Your bonfire night guide
It’s that time of year again with bonfire night and the start of Diwali there will be lots of fireworks around, but is it better to have your own little party of go to one of the organized events that seem to be springing up everywhere.
I must admit when I was little we used to have the family round, everyone would bring a pack of fireworks and mom would do us jacket potatoes. These were great nights with sparklers and even a bonfire complete with guy, what I didn’t realise as a kid was how much work, effort and money these nights took. Not only was there the cost of fireworks, although with everyone bringing some that wasn’t too bad, but the drinks, snacks, fillings for the potatoes, plus the running around needed to sort it all. I never realised how little of the firework display my mom actually got to see, let alone how ridiculously dangerous we were with some of the fireworks, my brothers lighting them with lighters and matches and on one occasion when everything else failed a blowtorch ( I know I cringe at the thought of my dad doing that today)
The result is that this year as my son turns three we are heading to the local charity organized display, not only to save the hassle but as he has not been overly enamoured the last two years with the noise it will be easy to get home should he get upset. The tickets are only £7 for an adult and free for under 5s so for less than £15 we are bundling up and heading out to what should be a stress-free bonfire night.
There are loads of local displays you can attend, not only do they work out at less than you would pay for a box of fireworks in most cases but the organization, safety and clean up are all done by someone else. In a few cases food will be provided in the good old hot dog and burger form or you can just eat before or after.

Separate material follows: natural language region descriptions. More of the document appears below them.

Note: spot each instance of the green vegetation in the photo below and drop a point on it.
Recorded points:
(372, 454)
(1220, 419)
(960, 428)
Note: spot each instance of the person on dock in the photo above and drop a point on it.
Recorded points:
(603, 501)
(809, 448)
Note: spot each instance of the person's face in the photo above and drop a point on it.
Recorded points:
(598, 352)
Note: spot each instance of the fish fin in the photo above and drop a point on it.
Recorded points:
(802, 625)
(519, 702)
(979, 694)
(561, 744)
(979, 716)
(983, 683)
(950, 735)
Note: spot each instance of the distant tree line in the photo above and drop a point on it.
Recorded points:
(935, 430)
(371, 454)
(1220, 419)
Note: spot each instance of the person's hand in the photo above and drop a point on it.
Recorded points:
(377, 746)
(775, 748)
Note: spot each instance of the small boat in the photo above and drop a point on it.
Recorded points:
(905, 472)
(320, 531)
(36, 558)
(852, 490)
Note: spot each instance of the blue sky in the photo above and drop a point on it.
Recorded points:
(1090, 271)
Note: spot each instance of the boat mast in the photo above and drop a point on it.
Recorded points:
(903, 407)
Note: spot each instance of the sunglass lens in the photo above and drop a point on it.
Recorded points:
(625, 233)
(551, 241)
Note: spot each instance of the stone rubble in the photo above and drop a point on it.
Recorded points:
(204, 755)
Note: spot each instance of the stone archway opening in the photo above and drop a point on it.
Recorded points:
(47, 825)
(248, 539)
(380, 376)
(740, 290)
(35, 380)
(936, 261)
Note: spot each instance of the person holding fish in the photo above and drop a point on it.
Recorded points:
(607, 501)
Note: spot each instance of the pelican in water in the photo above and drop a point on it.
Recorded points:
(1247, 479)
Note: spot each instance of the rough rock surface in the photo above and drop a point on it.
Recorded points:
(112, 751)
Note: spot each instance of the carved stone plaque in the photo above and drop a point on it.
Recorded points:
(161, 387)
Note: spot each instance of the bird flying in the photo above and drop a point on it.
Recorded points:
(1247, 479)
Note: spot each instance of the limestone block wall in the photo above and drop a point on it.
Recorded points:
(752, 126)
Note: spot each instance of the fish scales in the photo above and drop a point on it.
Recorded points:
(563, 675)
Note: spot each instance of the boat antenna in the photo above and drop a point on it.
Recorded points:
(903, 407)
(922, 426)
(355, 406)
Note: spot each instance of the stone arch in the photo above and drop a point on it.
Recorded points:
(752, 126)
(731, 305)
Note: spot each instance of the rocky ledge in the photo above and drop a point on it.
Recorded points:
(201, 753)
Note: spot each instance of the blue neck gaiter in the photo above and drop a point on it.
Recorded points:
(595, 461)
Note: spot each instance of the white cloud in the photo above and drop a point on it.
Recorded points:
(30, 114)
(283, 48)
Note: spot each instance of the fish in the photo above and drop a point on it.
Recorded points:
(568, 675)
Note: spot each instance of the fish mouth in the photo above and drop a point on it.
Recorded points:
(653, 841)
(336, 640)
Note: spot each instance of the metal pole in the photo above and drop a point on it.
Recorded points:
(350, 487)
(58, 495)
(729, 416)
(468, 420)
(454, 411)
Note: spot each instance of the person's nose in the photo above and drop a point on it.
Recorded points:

Of course if you’re really not wanting to pay anything you do the ultimate in cheap nights and find a mate or family member who lives near one of the aforementioned displays, bring a chair and a mug of hot chocolate and enjoy the skies for free.
The other problem is of course the age-old question of what to do with the pets. The fury friends don’t always appreciate the noise and lights of the fireworks and every year we are told to keep them indoors but that’s not always enough, as shown by the recent case in the Daily mail where a dog who was spooked by fireworks ended up boarding a train at the station 400m from his house in a bit to get away from the noise and rode all the way to Sheffield. Luckily he was reunited with his owner who is now taking extra precautions to make sure he will not be spooked this weekend (or at least getting him a return ticket)
Our fury friends were always treated to either the evening in our bedroom or a couple of tasty bones to distract them from…well everything else. It’s amazing the concentration on a dogs face when you put a proper bone in front of him. There are plug ins and other calming methods you can buy from pet shops, but if your pet seems to get through the night without too much stress then these are largely to make the owner feel better about doing something.
Lastly if you are having your own display firstly, don’t use a blow torch, to light anything, stick to the safety lighter and if you are having a bonfire, check for hedgehogs as sometimes they find then a very attractive hibernating spot. But most of all have fun and stay safe.